Clay Products and St. Louis Businesses
I’m Alex Choate, a graduate student in the Museum Studies program at the University of Missouri–St. Louis. As part of my studies, I volunteer at the Missouri History Museum, where I am completing a large research project on the Museum’s pottery and ceramic collection.
Ceramics proved to be an important product for local businesses in St. Louis and the surrounding area in the middle to late 19th century. Various companies used ceramics in their manufacturing, as a vessel to hold their products, or as an attractive gift to please customers.
One such business was the Laclede Fire Brick Manufacturing Company. Founded in 1844 by James Green, the business began in St. Louis because of the city’s abundance of Cheltenham fireclay, a special kind of clay that requires high temperatures to fuse—or harden—and is also resistant to high temperatures afterward. The company, one of the oldest manufacturers west of the Mississippi, used fireclay to create fire bricks, which could be used to line furnaces. In 1907, the Laclede Fire Brick Manufacturing Company was consolidated and incorporated with another St. Louis business—the Christy Fireclay Company—and became known as the Laclede-Christy Clay Products Company. In 1954, the company was acquired by H. K. Porter, Inc., and in 1967, a fire devastated the factory, which had changed locations several times over the years.
The History Museum has a special piece of ceramic sewer pipe made by the Laclede Fire Brick Manufacturing Company around 1890. Pieces of pipe were considered complex forms, so Cheltenham fireclay was a suitable material to form them due to the clay’s stability during the firing process. The Museum has another sewer pipe on display in its World’s Fair gallery.
Other manufacturers of ceramic wares in the Midwest included three companies in Illinois: the Macomb Stoneware Company in Macomb, the Western Stoneware Company in Monmouth, and John Burger in Rochester. Interestingly, the Macomb Stoneware Company, originally founded in 1889, merged with seven other ceramic manufacturers located near St. Louis in 1906. These companies became the Western Stoneware Company. All of the companies were makers of stoneware, a certain type of ceramic that used clay with high silica content and fired at high temperatures to create a surface impervious to liquids.
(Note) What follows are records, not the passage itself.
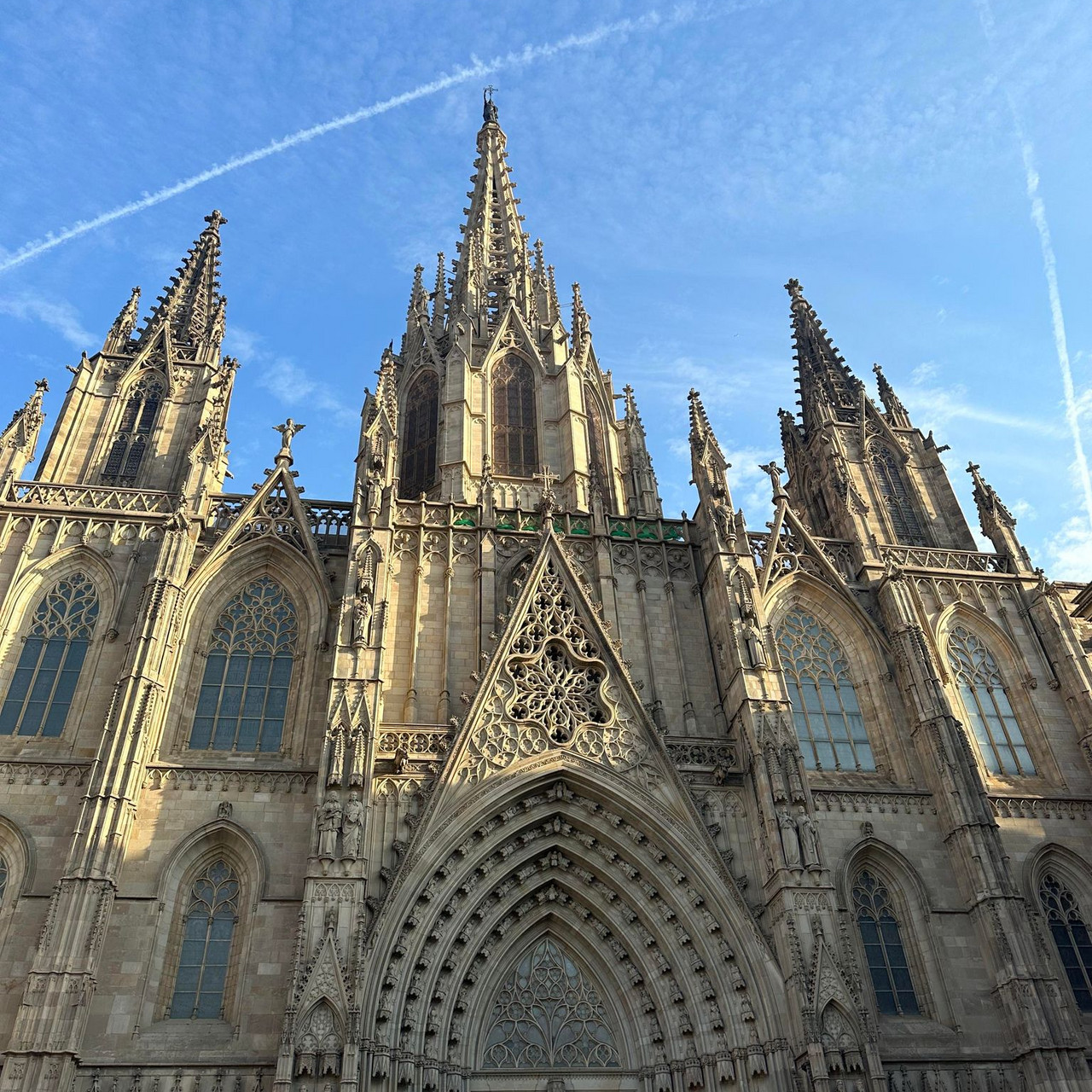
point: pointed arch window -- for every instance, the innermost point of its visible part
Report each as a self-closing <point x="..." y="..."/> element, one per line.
<point x="54" y="651"/>
<point x="549" y="1014"/>
<point x="514" y="418"/>
<point x="884" y="948"/>
<point x="130" y="444"/>
<point x="420" y="438"/>
<point x="248" y="671"/>
<point x="986" y="701"/>
<point x="597" y="450"/>
<point x="892" y="483"/>
<point x="826" y="713"/>
<point x="1071" y="934"/>
<point x="207" y="928"/>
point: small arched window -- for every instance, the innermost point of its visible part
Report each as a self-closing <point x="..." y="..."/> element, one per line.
<point x="130" y="443"/>
<point x="884" y="949"/>
<point x="207" y="928"/>
<point x="420" y="437"/>
<point x="599" y="468"/>
<point x="514" y="420"/>
<point x="892" y="486"/>
<point x="248" y="670"/>
<point x="48" y="670"/>
<point x="1071" y="934"/>
<point x="993" y="722"/>
<point x="825" y="702"/>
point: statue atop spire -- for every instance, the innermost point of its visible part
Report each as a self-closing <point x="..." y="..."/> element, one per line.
<point x="488" y="106"/>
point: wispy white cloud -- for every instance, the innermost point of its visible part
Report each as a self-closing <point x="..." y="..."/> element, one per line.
<point x="57" y="314"/>
<point x="1049" y="272"/>
<point x="476" y="70"/>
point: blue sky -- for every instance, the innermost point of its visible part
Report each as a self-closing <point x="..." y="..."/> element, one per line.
<point x="682" y="171"/>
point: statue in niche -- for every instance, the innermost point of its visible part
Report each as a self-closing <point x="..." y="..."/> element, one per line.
<point x="790" y="839"/>
<point x="351" y="827"/>
<point x="810" y="839"/>
<point x="330" y="815"/>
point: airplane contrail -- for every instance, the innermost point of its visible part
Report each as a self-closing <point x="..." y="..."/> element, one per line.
<point x="476" y="70"/>
<point x="1049" y="272"/>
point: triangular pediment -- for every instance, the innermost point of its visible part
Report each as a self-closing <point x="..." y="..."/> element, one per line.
<point x="555" y="694"/>
<point x="276" y="512"/>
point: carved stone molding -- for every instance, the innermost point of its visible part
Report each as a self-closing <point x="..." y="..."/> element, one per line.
<point x="241" y="781"/>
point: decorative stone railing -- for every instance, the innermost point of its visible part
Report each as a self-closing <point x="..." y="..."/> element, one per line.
<point x="328" y="520"/>
<point x="959" y="561"/>
<point x="96" y="498"/>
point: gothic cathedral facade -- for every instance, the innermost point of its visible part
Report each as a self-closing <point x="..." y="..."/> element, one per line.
<point x="491" y="778"/>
Originally, John Burger owned a pottery called N. Clark & Company, named after its founder, Nathan Clark. In 1852, after being manager of the pottery, Burger and Thomas Harrington bought Clark’s shares of the company and named the business after themselves. By 1854, Burger became the sole owner, selling his pottery and wares under the company name of John Burger. The pottery operated under different Burger names until it closed in 1890 at the retirement of Burger’s son, John Burger Jr. During the operation of the pottery, stoneware pottery made for domestic use in the kitchen was created.
Instead of manufacturing ceramics, some St. Louis businesses utilized pottery as containers for their products. A pair of gray-glazed bottles in the Museum’s collection was once used to hold cider. Stamped across the sides is the name of the cider manufacturer, “J. D. Vail & Co.,” of St. Louis. It is likely that the cider manufacturer was also the maker of the bottles. The bottles date between 1867 and 1872, when J. D. Vail & Company was in business.
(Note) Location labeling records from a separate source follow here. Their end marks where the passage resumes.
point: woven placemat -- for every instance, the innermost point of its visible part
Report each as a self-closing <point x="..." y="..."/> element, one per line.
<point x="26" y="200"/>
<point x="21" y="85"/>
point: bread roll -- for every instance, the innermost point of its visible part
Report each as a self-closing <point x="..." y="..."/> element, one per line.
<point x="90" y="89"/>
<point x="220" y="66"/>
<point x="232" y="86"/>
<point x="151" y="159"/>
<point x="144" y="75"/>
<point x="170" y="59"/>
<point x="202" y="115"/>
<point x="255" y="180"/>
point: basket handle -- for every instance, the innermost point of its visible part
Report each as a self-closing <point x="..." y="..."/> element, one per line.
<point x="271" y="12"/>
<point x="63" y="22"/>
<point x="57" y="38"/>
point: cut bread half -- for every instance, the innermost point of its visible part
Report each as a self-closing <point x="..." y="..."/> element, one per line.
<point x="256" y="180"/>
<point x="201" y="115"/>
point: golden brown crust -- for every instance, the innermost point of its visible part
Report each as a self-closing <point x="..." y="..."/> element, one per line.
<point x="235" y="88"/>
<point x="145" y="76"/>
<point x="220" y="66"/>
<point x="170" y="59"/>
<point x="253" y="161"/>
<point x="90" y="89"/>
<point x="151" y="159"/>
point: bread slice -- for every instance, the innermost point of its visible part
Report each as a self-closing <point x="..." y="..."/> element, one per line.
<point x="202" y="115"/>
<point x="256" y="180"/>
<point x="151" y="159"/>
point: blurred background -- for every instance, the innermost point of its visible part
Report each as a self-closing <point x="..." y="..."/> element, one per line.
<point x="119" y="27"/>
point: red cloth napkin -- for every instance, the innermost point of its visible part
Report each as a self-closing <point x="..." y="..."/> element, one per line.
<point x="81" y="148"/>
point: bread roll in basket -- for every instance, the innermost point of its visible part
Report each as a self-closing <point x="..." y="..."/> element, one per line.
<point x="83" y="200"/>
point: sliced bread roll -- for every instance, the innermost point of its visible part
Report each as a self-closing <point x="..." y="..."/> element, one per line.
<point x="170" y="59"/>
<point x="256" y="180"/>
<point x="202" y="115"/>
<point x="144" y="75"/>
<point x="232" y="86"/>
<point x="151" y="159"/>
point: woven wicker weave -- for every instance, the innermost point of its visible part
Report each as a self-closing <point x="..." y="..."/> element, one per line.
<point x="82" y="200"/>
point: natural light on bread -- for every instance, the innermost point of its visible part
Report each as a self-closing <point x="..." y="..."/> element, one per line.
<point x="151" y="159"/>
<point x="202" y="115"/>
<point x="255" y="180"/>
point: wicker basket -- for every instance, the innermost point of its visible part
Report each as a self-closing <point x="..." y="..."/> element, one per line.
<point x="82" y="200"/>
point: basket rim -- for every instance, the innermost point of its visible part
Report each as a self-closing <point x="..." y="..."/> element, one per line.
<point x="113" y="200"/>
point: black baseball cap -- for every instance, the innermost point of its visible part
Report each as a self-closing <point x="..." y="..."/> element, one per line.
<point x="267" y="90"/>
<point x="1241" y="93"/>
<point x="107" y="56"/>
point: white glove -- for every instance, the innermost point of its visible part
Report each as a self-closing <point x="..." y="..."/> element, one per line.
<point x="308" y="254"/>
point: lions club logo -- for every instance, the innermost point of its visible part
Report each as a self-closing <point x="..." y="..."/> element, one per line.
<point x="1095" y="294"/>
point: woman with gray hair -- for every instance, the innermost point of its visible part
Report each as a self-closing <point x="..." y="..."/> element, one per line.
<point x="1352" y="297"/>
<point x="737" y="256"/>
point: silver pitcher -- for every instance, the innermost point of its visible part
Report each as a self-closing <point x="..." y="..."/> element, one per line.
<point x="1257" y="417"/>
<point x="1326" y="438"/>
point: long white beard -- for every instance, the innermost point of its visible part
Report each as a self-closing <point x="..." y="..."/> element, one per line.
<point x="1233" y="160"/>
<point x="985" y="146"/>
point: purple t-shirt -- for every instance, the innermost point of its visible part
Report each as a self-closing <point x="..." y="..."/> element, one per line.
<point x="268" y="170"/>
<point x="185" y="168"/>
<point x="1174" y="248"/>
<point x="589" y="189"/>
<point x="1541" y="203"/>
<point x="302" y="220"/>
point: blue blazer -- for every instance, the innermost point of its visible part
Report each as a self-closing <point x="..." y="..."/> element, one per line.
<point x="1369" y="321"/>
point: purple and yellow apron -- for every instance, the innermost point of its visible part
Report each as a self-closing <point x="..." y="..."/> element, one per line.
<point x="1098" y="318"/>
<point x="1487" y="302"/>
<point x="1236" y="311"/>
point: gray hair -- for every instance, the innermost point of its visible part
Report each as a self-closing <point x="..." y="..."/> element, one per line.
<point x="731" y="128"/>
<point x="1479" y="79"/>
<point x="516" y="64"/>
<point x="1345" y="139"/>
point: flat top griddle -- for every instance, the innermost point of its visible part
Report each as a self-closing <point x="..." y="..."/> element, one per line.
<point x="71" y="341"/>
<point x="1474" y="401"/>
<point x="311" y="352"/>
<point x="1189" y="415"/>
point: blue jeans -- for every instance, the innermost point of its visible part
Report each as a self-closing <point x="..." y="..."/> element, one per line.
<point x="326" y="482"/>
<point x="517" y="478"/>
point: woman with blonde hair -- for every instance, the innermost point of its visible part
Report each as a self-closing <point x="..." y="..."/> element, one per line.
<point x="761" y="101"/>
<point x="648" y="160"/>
Similarly, Levison’s Studio Paste was manufactured by Levison & Blythe Manufacturing Company for the printing business. The paste was kept in a glazed stoneware crock with a lid that would help prevent it from thickening. In another use, possibly as a gift to its patrons around 1909, Slinkard Grocery Company inscribed a miniature jug with “Compliments of Slinkard Grocery Co, Kirkwood Mo.”
It really seems like St. Louis was in the business of making clay products!